Cowan had been given the Cubs’ starting center field job in 1964 over Ellis Burton, who had played well in 1963. Cowan had been the Pacific Coast League MVP in 1963 when he batted .315/.332/.519, scored 100 runs, hit 25 home runs and drove in 120.

He wasn’t a good defender in center field and though he hit 19 home runs, his 128 strikeouts ranked second in the N.L. (FWIW, 128 strikeouts in 2023 would have ranked tied for 79th in MLB.)

So the Cubs chose to dump Cowan and reacquire Altman, hoping to recapture his good play of only a few years earlier.

Injuries had taken a lot out of Altman, though, and he played in just 90 games, hitting four home runs. After two more years with the Cubs, Altman headed to Japan, where he played eight seasons, batting .310/.378/.561 with 205 home runs.

April 7: Acquired Bob Humphreys from the Cardinals for Hal Gilson and Bobby Pfeil

This was a solid trade for the Cubs, as Gilson didn’t play for St.

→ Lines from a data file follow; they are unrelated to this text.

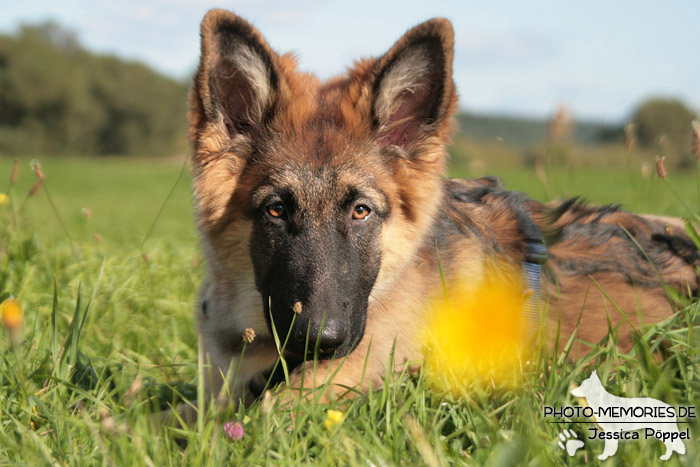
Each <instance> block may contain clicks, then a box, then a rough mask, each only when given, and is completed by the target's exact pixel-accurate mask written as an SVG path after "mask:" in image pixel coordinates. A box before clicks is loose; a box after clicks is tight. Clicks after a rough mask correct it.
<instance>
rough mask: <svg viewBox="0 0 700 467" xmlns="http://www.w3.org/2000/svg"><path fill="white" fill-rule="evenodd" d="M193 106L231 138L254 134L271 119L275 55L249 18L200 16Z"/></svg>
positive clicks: (221, 15) (273, 89)
mask: <svg viewBox="0 0 700 467" xmlns="http://www.w3.org/2000/svg"><path fill="white" fill-rule="evenodd" d="M201 35H202V49H201V57H200V63H199V69H198V71H197V75H196V77H195V83H194V89H193V92H194V98H195V106H198V107H199V108H198V109H195V110H199V112H201V113H203V116H204V117H205V119H206V120H209V121H218V122H220V123H221V124H222V125H223V126H224V128H225V130H226V132H227V133H228V135H229V136H235V135H237V134H245V135H249V136H250V135H252V134H254V133H255V132H256V131H257V130H258V129H259V127H260V125H262V124H263V123H264V121H265V120H266V119H268V118H269V117H270V113H271V111H272V109H273V107H274V105H273V104H274V101H275V99H276V96H277V94H278V88H279V75H278V73H277V70H276V65H275V63H276V60H277V55H276V54H275V53H274V52H273V51H272V49H271V48H270V46H269V45H268V44H267V42H265V39H263V37H262V35H261V34H260V33H259V32H258V30H257V29H255V28H254V27H253V26H251V25H250V24H249V23H248V22H247V21H245V20H244V19H242V18H239V17H238V16H236V15H234V14H233V13H231V12H228V11H225V10H211V11H209V12H208V13H207V14H206V16H205V17H204V19H203V20H202V29H201Z"/></svg>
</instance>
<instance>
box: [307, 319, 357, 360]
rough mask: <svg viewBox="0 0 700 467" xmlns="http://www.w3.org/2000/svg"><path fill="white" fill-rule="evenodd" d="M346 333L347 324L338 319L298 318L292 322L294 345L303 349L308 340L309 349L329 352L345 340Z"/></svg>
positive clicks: (336, 347) (342, 320)
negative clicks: (306, 319)
mask: <svg viewBox="0 0 700 467" xmlns="http://www.w3.org/2000/svg"><path fill="white" fill-rule="evenodd" d="M321 321H323V322H322V323H321ZM347 335H348V329H347V325H346V324H345V322H344V321H343V320H339V319H326V320H318V322H314V320H312V321H311V322H309V321H308V320H304V319H300V320H297V322H296V323H295V324H294V340H295V341H296V346H297V347H301V349H304V348H305V347H306V343H307V341H308V350H309V351H313V350H314V349H316V350H318V351H319V352H321V353H331V352H333V351H334V350H335V349H336V348H338V347H340V346H341V345H342V344H343V343H344V342H345V340H346V339H347Z"/></svg>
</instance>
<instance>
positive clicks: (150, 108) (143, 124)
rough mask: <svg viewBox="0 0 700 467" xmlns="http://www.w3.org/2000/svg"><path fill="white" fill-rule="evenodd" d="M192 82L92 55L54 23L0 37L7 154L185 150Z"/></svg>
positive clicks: (30, 153) (0, 53)
mask: <svg viewBox="0 0 700 467" xmlns="http://www.w3.org/2000/svg"><path fill="white" fill-rule="evenodd" d="M186 92H187V87H186V86H185V85H184V84H183V83H179V82H177V81H176V80H173V79H171V78H167V77H164V76H162V75H159V74H158V73H156V72H154V71H153V70H151V69H150V68H148V67H147V66H145V65H143V64H139V63H133V62H125V61H123V60H120V59H117V58H115V57H111V56H101V55H95V54H92V53H90V52H88V51H86V50H85V49H83V48H82V47H81V46H80V44H79V42H78V41H77V39H76V37H75V34H73V33H72V32H70V31H67V30H65V29H62V28H61V27H60V26H58V25H57V24H55V23H46V24H43V25H40V26H24V27H22V28H20V30H19V31H18V33H17V34H16V35H15V36H0V153H7V154H11V155H16V154H92V155H95V154H97V155H100V154H114V155H127V154H129V155H160V154H172V153H175V152H182V151H185V150H186V147H187V145H186V120H185V110H186V106H185V101H186Z"/></svg>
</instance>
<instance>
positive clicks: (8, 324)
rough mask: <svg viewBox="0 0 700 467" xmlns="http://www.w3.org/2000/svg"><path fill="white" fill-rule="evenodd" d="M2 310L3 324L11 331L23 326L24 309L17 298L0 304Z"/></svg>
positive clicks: (7, 300)
mask: <svg viewBox="0 0 700 467" xmlns="http://www.w3.org/2000/svg"><path fill="white" fill-rule="evenodd" d="M0 310H2V323H3V324H4V325H5V327H6V328H7V329H9V330H10V331H12V330H14V329H17V328H18V327H19V326H20V325H21V324H22V307H21V306H20V304H19V301H18V300H17V299H16V298H14V297H10V298H8V299H5V300H4V301H3V302H2V303H0Z"/></svg>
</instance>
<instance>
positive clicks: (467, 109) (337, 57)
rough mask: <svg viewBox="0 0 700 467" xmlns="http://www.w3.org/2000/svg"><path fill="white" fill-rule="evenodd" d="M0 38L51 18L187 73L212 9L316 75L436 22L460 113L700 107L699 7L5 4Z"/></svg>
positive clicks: (188, 2) (695, 107) (581, 111)
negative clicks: (260, 35)
mask: <svg viewBox="0 0 700 467" xmlns="http://www.w3.org/2000/svg"><path fill="white" fill-rule="evenodd" d="M3 3H4V5H3V10H4V12H3V14H2V15H0V32H13V31H14V30H16V28H17V26H18V25H19V24H20V23H26V22H34V23H35V22H38V21H42V20H47V19H53V20H56V21H58V22H59V23H61V24H63V25H65V26H67V27H69V28H71V29H73V30H75V31H76V32H77V33H78V37H79V39H80V41H81V42H82V43H83V44H84V45H85V46H86V47H87V48H89V49H91V50H94V51H98V52H104V53H113V54H116V55H119V56H121V57H124V58H128V59H136V60H140V61H143V62H146V63H148V64H150V65H152V66H154V67H155V68H157V69H158V70H160V71H162V72H165V73H167V74H169V75H172V76H175V77H178V78H185V77H187V76H189V75H190V74H191V73H192V71H193V70H194V68H195V67H196V64H197V55H198V48H199V21H200V20H201V18H202V16H203V15H204V13H205V12H206V10H208V9H209V8H214V7H222V8H227V9H230V10H232V11H235V12H236V13H238V14H239V15H241V16H243V17H245V18H246V19H248V20H249V21H250V22H252V23H253V24H254V25H255V26H256V27H258V28H259V29H260V30H261V31H262V33H263V34H264V35H265V37H266V38H267V40H268V42H269V43H270V45H271V46H272V47H273V48H274V49H275V50H277V51H279V52H287V51H294V52H296V53H297V55H298V57H299V59H300V63H301V68H302V69H305V70H309V71H313V72H315V73H317V74H319V75H320V76H322V77H329V76H332V75H334V74H337V73H340V72H342V71H343V70H344V68H345V67H346V66H347V65H349V64H351V63H352V60H353V59H354V58H356V57H359V56H367V55H379V54H381V53H383V52H384V51H386V50H387V49H388V48H389V47H390V46H391V45H392V43H393V42H394V41H395V40H396V39H398V38H399V37H400V36H401V34H403V32H405V31H406V29H408V28H409V27H411V26H413V25H415V24H417V23H419V22H421V21H423V20H425V19H427V18H430V17H434V16H445V17H447V18H449V19H450V20H451V21H452V23H453V24H454V27H455V32H456V42H457V43H456V57H455V79H456V81H457V86H458V89H459V92H460V96H461V99H460V102H461V107H462V108H463V109H466V110H471V111H478V112H488V113H507V114H513V115H534V116H547V115H550V114H551V113H552V112H553V111H554V109H555V108H557V106H559V105H562V104H564V105H566V106H568V107H569V108H570V109H571V110H572V111H573V113H574V115H576V116H580V117H585V118H593V119H600V120H608V121H615V120H622V119H624V118H625V117H626V116H628V115H629V114H630V113H631V112H632V110H633V109H634V107H635V105H637V104H638V103H639V102H640V101H641V100H642V99H644V98H646V97H648V96H649V95H662V96H670V97H678V98H681V99H682V100H684V101H685V102H686V103H687V104H689V105H690V106H691V107H693V108H694V109H695V110H696V111H697V110H700V84H699V83H700V60H698V57H700V1H698V0H666V1H661V0H657V1H653V0H636V1H628V0H608V1H601V0H588V1H586V2H571V1H540V0H507V1H506V0H503V1H499V0H494V1H469V0H461V1H456V0H455V1H452V0H451V1H442V2H440V1H437V0H432V1H431V0H424V1H422V2H418V1H414V0H405V1H402V2H382V1H379V0H374V1H368V0H356V1H352V0H341V1H321V0H297V1H293V2H292V1H280V0H238V1H228V2H210V1H203V0H174V1H165V0H143V1H136V0H122V1H103V2H100V1H85V0H64V1H60V2H57V1H39V0H24V1H15V2H3Z"/></svg>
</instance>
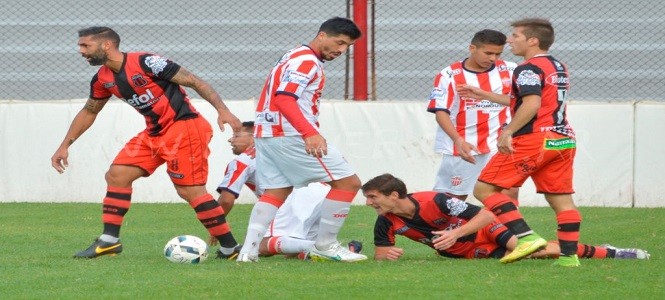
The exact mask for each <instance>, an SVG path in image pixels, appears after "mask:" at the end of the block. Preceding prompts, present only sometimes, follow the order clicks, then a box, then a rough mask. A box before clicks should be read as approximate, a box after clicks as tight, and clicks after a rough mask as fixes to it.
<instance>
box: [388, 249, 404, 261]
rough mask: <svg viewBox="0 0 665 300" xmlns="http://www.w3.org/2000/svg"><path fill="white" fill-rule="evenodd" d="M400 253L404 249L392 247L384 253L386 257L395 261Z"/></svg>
mask: <svg viewBox="0 0 665 300" xmlns="http://www.w3.org/2000/svg"><path fill="white" fill-rule="evenodd" d="M402 255H404V249H402V248H397V247H392V248H390V250H388V253H386V259H387V260H392V261H395V260H398V259H399V258H400V257H402Z"/></svg>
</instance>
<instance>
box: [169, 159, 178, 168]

Louis until 1968, and then just for a few games. Pfeil never played for the Cardinals, not surfacing in the big leagues until 1969 with the Mets.

Humphreys had a good year in the Cubs bullpen, posting 1.1 bWAR and a 3.15 ERA in 41 appearances. He pitched in what was called a “side-saddle” motion — and I wish there was surviving video, because it’s hard to describe, it’s kind of like a submarine motion, only he would kind of touch his hips with his glove and pitching hand before he threw. It was surprisingly effective.

Just before the 1966 season, Humphreys was traded to the Washington Senators for Ken Hunt, who had previously had a real good year for the Angels in 1961, never replicated. Hunt never played a game for the Cubs, while Humphreys had four good years for the Senators and one for the Brewers before retiring — yet another reliever who’d have looked pretty good in the Cubs’ beleaguered 1969 bullpen.

After retirement Humphreys coached college baseball at Virginia Tech, making the NCAA tournament twice.

May 29: Acquired Ed Bailey, Bob Hendley and Harvey Kuenn from the Giants for Dick Bertell and Len Gabrielson

Another deal trying to recapture previous glory. Kuenn had been a star for the Tigers in the 1950s (A.L. Rookie of the Year in 1953, seven-time All-Star, hit .353 with 42 doubles in 1959), but by 1965 was almost done. He played in only 58 games for the Cubs, batting .220/.336/.260.

What the Cubs should have done was kept him around as a coach; later he became a successful manager with the Brewers in the 1980s.

Bailey — same thing, an All-Star with the Reds in the 1950s, playing out the string by 1965.

Hendley was a decent pitcher for a short time; his main claim to fame was being the losing pitcher in Sandy Koufax’s perfect game, despite throwing a one-hitter.

December 2: Acquired Bill Hands and Randy Hundley from the Giants for Don Landrum and Lindy McDaniel

While McDaniel was a very good pitcher — he would still be active nine years later — this was an outstanding deal for the Cubs. Hands would be a mainstay in the rotation for eight seasons and Hundley could have been a great catcher if Leo Durocher hadn’t ruined him by catching him in 149+ games four years in a row. That helped lead to the serious knee injuries that wrecked Randy’s career.

Hundley and Hands combined for 24.9 bWAR in their Cubs careers. Landrum and McDaniel produced a total of -0.3 bWAR for the Giants (though McDaniel had more later). It’s not totally crazy to say this deal might have cost the Giants the 1966 N.L. pennant, as they finished just 1½ games behind the Dodgers.

These trades get a solid B+ for 1965.


Give the Cubs a grade for their 1965 trades.